1-Year outcomes according to the residual inflammatory risk
- The highest incidence rate of MACCE was observed in subjects with increased (138.0 per 1,000 PY) or persistent high RIR (152.4 per 1,000 PY), compared to 64.4 per 1,000 PY and 96.6 per 1,000 PY in those with persistent low and attenuated RIR, respectively.
- There was a stepwise increase in incidence rates of MACCE (ranging from 64.4 to 152.4 per 1,000 PY), all-cause death (from 35.9 to 67.3 per 1,000 PY), MI (from 75.5 to 102.4 per 1,000 PY), and the composite outcome of all-cause death, MI, stroke or target vessel vascularization (from 207.7 to 262.6 per 1,000 PY) transitioning from those with persistent low to attenuated, increased and persistent high RIR.
- In multivariable analysis, results remained qualitatively similar, with significantly higher risk of MACCE in those with increased RIR (HR adj: 1.91, 95%CI: 1.21-3.03) and a persistent high RIR (HR adj: 2.10, 95%CI: 1.45-3.02), compared to those with persistent low RIR.

Conclusion
This single-center prospective PCI-registry showed high RIR in one-third of patients undergoing PCI with low LDL-c (≤70 mg/dL) at baseline, which was independently linked to adverse clinical outcomes, indicating the need of more research on inflammation modulating intervention in these patients.
Editorial comment
In his editorial comment, Everett [9] discusses the results obtained by Guedeney et al. that confirm and extend two important findings from previous studies: 1) RIR was observed in one-third of all post-MI patients, even if they have statin therapy or other aggressive LDL-c lowering treatments, and 2) there was an association of RIR and increased risk of MI, stroke and all-cause mortality. These observations suggest an important problem in patients with established coronary artery disease.

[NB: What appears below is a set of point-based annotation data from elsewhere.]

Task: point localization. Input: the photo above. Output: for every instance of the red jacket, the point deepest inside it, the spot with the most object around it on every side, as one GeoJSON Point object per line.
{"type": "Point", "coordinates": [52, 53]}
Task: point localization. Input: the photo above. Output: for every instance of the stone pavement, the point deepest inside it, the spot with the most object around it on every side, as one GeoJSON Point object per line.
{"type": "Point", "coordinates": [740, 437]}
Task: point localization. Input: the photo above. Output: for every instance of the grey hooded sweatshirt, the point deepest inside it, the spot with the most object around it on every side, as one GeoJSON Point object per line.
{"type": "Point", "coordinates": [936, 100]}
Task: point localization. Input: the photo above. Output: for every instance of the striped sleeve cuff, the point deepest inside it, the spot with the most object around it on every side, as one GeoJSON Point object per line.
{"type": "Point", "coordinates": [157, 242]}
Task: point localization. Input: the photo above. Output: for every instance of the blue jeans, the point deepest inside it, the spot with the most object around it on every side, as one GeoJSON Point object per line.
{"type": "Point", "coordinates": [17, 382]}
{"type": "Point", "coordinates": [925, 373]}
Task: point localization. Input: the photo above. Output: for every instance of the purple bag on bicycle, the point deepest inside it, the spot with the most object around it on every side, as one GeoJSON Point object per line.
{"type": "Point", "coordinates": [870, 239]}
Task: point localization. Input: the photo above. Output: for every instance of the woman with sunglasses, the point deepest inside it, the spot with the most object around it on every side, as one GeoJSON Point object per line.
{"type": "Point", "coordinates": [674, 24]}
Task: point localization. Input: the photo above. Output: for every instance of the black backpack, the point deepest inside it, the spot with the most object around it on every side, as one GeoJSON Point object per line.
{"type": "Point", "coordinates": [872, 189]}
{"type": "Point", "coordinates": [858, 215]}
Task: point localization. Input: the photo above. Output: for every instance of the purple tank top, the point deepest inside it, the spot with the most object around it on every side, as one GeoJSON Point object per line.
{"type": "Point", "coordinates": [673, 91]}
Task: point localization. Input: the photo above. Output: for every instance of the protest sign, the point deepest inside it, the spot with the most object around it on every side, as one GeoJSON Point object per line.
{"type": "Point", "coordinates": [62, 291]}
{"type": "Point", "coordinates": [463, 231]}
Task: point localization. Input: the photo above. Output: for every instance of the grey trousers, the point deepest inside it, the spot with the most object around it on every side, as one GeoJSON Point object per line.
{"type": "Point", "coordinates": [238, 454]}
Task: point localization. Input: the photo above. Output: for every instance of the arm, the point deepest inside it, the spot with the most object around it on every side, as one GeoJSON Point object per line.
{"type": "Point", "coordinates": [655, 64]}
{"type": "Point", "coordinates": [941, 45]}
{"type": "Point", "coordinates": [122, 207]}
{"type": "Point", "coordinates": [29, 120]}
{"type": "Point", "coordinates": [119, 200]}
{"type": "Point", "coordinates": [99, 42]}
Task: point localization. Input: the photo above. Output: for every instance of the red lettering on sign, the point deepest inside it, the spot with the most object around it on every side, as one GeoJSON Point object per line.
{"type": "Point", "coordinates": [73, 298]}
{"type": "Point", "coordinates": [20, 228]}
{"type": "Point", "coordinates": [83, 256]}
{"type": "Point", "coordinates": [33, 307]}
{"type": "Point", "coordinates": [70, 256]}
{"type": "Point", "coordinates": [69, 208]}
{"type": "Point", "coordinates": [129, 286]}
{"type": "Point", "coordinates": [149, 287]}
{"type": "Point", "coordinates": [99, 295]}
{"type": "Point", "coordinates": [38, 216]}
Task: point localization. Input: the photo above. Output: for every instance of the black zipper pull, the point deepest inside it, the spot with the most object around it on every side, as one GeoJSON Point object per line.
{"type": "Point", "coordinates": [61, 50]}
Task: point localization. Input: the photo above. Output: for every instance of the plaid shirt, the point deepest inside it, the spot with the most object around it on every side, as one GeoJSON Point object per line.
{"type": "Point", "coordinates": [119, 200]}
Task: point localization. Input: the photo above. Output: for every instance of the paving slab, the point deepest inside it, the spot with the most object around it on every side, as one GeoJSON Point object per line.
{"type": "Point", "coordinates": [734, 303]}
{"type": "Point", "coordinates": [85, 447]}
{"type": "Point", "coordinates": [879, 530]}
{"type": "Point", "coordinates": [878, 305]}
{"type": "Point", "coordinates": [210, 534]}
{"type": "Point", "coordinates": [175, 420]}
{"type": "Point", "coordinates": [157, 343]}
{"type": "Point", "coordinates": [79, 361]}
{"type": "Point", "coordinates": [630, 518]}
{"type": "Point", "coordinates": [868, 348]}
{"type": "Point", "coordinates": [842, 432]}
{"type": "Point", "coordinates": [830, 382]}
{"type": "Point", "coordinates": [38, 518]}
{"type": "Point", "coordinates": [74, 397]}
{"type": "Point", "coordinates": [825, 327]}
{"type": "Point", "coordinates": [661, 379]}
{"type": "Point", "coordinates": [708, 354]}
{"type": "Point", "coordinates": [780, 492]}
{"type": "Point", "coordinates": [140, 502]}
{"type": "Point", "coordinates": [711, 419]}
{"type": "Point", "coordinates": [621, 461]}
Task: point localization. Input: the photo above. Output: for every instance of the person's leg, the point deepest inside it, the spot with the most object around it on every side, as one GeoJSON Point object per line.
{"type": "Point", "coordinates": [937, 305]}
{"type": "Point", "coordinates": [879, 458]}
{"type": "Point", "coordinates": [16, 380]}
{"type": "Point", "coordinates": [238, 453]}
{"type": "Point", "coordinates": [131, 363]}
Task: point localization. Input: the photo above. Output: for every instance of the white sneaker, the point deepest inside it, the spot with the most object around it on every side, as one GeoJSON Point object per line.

Everett explains that risk of MI, stroke or CV death can be reduced with IL-1β inhibition in patients with high RIR, as shown by the CANTOS trial. However, ‘canakinumab is not currently available for this indication in the United States’. In CANTOS, the effect of IL-1β inhibition on clinical outcomes was particularly seen in participants with reduced inflammation, with the greatest benefit found in those who achieved hsCRP <2 mg/dL. Researchers are developing new treatments directed at the NLRP3 inflammasome and its downstream signaling cascade, including IL-1β and IL-6. Everett concludes: ‘Future investigation should focus on identifying safe, efficacious, and affordable treatments for this important pathway of ongoing cardiovascular risk’.